"We want to get our pricing models right," says Walsh. "Our goal is to get the pricing right and make our rates defendable."
UIS is attempting to accommodate the varying needs of the different schools by developing different sets of services, Walsh says. The organization will have a core group of services for which they will charge every school and a second tier of services which schools can subscribe to on a fee-for-service basis.
Development Group
OIT also housed a group of engineers and technicians known as the Development Group whose purpose was to work on complex computing and technology questions for Harvard.
"The group worked on developing special applications and services," says Scott O. Bradner, a former member of the group who is still at Harvard.
One of the group's recent projects was an investigation of e-mail standards at the University, determining which communication protocols OIT should support, Bradner says.
The group also worked on developing special-purpose Web-based applications and investigated University-wide security standards.
The development group--like the telephone over-recovery--worked to benefit the whole University without clearly articulating which school was paying for it.

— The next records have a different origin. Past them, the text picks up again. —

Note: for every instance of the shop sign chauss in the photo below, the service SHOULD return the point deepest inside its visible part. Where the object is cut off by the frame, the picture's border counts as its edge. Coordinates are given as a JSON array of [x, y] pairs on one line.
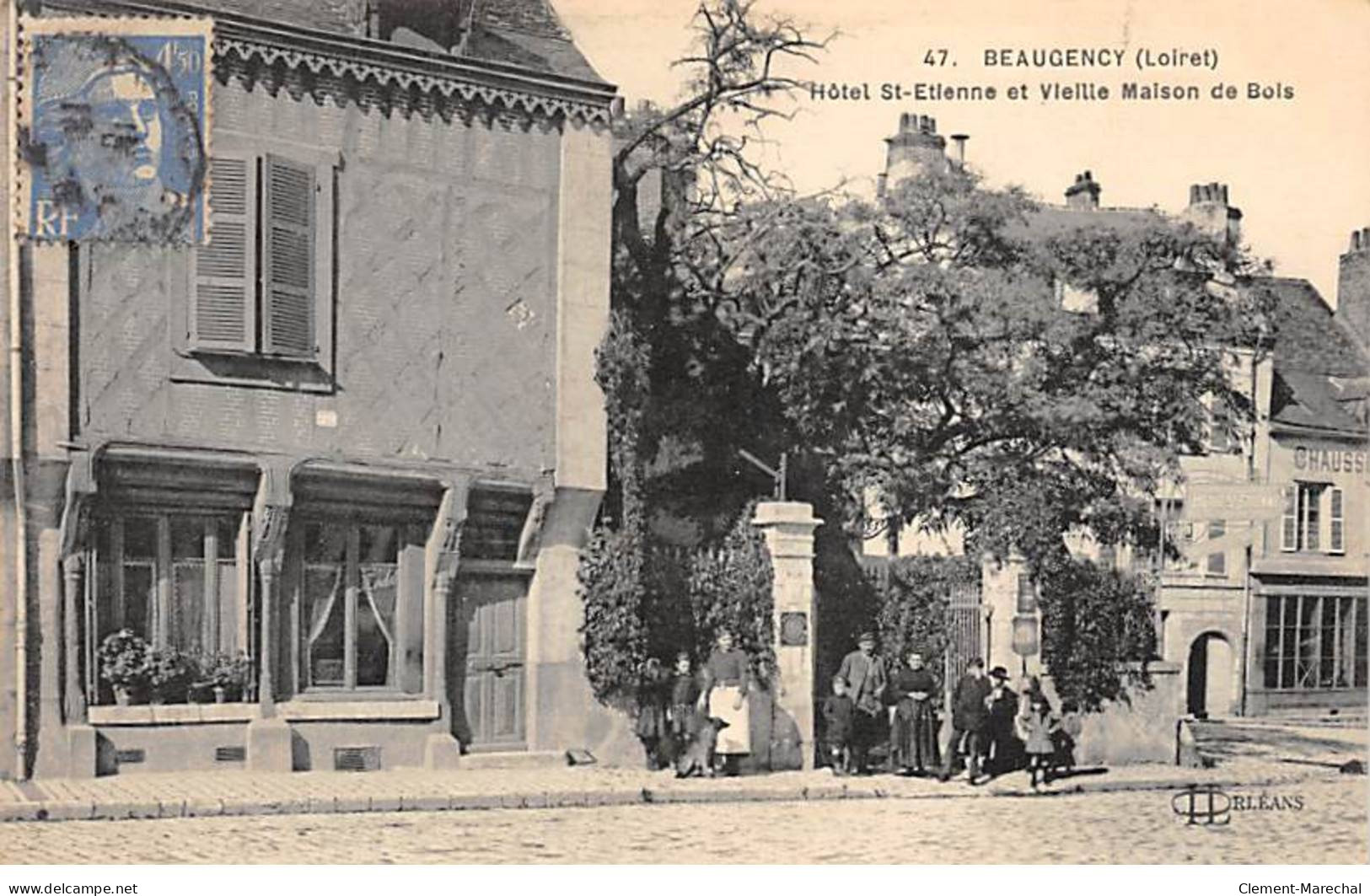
[[116, 129], [1328, 459]]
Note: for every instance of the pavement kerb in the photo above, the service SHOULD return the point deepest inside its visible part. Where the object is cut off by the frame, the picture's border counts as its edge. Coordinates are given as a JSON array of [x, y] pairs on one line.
[[670, 793]]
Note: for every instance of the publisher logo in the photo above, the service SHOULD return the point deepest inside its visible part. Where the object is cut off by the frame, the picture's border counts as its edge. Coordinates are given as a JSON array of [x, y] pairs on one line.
[[1201, 804], [1210, 804]]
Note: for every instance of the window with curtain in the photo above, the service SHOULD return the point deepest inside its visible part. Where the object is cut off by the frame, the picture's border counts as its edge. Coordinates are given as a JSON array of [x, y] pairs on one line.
[[359, 604], [171, 577]]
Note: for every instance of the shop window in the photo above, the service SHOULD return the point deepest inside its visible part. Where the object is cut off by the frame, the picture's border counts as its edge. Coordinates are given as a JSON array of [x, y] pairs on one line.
[[169, 577], [1315, 643], [359, 604], [1313, 519]]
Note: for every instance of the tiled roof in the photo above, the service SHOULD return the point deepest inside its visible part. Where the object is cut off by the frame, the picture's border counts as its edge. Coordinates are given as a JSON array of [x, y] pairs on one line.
[[1321, 374], [522, 33], [1052, 219], [1308, 335]]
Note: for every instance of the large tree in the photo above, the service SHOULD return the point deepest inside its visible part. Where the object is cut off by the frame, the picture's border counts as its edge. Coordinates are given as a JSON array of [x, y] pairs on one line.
[[921, 347], [913, 351]]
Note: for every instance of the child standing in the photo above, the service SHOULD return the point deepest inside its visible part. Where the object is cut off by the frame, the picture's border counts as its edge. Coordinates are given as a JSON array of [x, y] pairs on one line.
[[839, 716], [683, 711], [1036, 727], [1065, 738], [650, 725]]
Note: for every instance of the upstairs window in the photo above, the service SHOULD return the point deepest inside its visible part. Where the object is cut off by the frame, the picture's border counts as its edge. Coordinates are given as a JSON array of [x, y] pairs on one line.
[[261, 284], [1216, 562], [1313, 519]]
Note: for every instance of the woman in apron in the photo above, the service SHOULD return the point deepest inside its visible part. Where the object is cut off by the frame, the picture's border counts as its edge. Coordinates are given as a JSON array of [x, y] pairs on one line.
[[727, 684]]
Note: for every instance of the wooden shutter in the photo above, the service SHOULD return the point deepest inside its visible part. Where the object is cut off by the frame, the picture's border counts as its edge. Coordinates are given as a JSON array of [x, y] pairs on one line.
[[1026, 595], [1336, 523], [288, 212], [223, 293], [1289, 519], [1217, 562]]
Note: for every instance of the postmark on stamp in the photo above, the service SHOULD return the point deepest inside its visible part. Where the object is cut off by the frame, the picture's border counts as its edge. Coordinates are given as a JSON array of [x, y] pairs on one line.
[[116, 115]]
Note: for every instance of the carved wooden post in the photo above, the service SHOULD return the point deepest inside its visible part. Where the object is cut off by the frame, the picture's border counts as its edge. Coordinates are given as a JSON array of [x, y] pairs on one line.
[[76, 539], [73, 580], [442, 749], [269, 738], [269, 550]]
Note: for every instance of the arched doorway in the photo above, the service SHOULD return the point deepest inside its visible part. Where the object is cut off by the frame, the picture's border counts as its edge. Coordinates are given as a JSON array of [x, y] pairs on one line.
[[1209, 688]]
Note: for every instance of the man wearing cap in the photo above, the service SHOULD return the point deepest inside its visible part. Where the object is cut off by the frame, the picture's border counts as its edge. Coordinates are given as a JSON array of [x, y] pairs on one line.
[[969, 721], [1003, 710], [866, 680]]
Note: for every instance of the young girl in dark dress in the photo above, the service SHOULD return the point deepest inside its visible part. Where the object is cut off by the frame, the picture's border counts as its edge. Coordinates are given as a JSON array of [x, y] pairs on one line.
[[650, 725], [683, 713], [1036, 727], [913, 740]]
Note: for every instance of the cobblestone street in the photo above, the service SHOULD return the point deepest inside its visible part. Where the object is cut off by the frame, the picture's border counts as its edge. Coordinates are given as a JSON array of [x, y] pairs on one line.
[[1115, 828]]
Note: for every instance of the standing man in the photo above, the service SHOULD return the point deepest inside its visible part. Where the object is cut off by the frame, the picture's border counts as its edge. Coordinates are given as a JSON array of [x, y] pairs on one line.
[[866, 681], [1003, 713], [969, 721], [723, 696]]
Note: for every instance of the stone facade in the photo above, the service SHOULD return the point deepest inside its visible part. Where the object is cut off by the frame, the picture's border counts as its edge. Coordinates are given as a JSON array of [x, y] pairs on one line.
[[388, 525]]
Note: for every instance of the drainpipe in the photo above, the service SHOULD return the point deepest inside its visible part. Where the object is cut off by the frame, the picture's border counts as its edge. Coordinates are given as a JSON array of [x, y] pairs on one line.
[[21, 528]]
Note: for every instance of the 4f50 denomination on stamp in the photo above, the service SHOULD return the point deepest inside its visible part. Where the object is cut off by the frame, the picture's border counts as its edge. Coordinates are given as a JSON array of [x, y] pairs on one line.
[[116, 118]]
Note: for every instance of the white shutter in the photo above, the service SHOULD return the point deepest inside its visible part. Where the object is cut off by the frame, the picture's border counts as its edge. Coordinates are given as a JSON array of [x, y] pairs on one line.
[[288, 245], [223, 291], [1289, 519], [1336, 523]]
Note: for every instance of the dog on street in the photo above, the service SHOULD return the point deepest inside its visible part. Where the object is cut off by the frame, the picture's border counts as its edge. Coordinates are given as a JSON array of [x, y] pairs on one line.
[[697, 757]]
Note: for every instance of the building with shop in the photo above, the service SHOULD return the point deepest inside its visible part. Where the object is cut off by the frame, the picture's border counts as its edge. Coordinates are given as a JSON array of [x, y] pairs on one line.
[[1256, 617], [355, 438]]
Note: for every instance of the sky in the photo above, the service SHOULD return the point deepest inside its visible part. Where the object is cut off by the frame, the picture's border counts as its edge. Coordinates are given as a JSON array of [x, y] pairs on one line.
[[1297, 166]]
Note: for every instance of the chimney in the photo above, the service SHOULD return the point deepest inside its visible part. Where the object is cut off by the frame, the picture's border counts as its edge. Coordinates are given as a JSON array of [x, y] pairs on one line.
[[916, 147], [1084, 193], [1354, 287], [1209, 212], [960, 149]]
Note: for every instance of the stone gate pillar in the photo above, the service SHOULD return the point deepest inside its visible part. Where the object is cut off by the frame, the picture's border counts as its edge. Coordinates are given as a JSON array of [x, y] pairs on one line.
[[789, 537]]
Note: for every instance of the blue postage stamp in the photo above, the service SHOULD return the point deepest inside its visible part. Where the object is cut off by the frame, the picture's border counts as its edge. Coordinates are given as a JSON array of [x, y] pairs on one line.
[[118, 122]]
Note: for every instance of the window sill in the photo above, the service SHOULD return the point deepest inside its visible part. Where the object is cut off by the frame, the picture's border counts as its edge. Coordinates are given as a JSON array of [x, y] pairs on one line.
[[381, 710], [254, 372], [175, 714], [295, 710]]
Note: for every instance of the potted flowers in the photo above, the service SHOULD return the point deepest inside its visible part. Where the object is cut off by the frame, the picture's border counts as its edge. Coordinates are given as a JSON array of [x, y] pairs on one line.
[[226, 674], [170, 673], [124, 663]]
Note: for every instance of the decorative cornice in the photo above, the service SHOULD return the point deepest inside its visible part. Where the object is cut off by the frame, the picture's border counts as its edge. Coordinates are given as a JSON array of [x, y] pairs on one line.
[[388, 66]]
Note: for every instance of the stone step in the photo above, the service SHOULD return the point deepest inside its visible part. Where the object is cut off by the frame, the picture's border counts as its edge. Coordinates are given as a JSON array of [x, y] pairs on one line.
[[514, 759]]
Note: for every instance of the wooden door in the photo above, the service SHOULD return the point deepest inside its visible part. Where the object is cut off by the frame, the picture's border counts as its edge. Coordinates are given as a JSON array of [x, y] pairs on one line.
[[492, 694]]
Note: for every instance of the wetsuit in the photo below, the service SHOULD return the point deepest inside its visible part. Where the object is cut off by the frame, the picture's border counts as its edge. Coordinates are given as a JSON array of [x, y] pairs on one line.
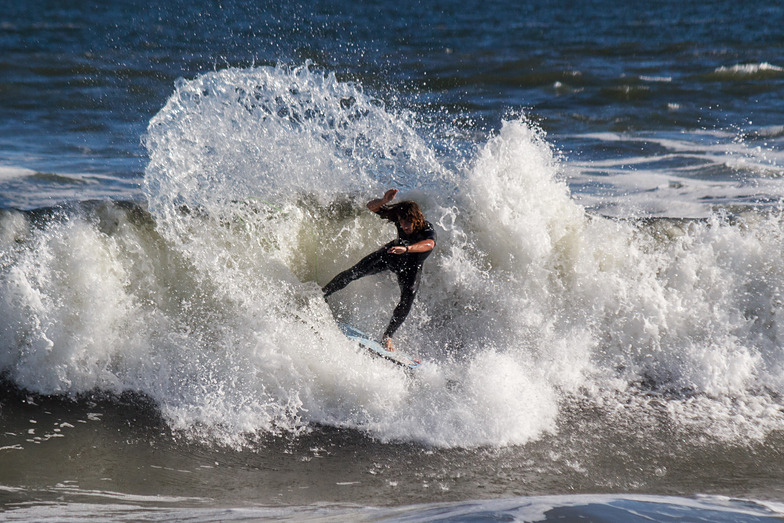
[[407, 267]]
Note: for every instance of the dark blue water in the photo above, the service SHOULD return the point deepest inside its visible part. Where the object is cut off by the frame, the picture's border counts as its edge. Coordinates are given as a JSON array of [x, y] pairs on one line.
[[639, 361], [79, 84]]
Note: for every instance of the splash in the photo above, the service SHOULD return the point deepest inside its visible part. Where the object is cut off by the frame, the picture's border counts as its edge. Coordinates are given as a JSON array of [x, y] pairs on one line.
[[210, 304]]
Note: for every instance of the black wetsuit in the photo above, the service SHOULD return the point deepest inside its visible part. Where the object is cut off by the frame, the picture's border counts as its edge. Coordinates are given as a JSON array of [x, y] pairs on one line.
[[407, 267]]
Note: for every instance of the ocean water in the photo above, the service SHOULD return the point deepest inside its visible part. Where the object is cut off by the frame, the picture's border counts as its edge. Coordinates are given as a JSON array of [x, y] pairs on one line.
[[600, 326]]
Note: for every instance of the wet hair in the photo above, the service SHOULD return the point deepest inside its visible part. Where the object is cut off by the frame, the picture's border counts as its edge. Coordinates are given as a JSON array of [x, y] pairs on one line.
[[406, 210]]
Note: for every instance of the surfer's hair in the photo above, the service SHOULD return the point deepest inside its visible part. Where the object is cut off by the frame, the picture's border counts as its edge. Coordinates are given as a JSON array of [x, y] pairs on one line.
[[409, 211]]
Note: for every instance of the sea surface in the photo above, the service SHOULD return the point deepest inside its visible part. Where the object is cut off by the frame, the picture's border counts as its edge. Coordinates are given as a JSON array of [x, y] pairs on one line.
[[601, 326]]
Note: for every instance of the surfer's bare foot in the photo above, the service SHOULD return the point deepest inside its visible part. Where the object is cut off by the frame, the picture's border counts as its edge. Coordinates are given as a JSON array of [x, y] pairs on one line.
[[387, 342]]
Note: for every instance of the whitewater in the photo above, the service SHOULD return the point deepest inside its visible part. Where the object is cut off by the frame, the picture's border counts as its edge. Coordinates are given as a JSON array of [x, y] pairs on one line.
[[205, 296]]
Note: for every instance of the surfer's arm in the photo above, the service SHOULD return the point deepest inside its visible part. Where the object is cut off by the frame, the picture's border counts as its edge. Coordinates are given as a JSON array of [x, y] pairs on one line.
[[378, 203], [423, 246]]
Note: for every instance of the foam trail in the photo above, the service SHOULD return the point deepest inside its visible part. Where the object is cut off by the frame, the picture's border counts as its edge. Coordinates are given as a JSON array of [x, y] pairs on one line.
[[210, 304]]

Despite these projects and its status as the only University group working on research and development, the Development Group was one of the central targets of Faculty criticism and was eliminated in the reorganization.
"A big issue was that the group was established with no real funding plan on how to support their activities and projects," Walsh said in an e-mail message.
Some funding for the Development Group may have come from the telephone over-recovery, but Walsh says she cannot confirm this because OIT's budgetary structures were so complex.
Faculty members saw this development work as utilizing the schools' funding in an unsupervised manner.
"When people are using internal funds [for research or development], there has to be oversight," says Dean of the Division of Applied Sciences Paul C. Martin '53, chair of the FAS Committee on Information Technology. "We have to ask are we getting our money's worth."
The larger schools, in particular, came to feel that OIT was using their funding to benefit other schools, according to Proctor.
"It seemed that they were subsidizing one school against another, which at Harvard is a dangerous situation to be in," Proctor says.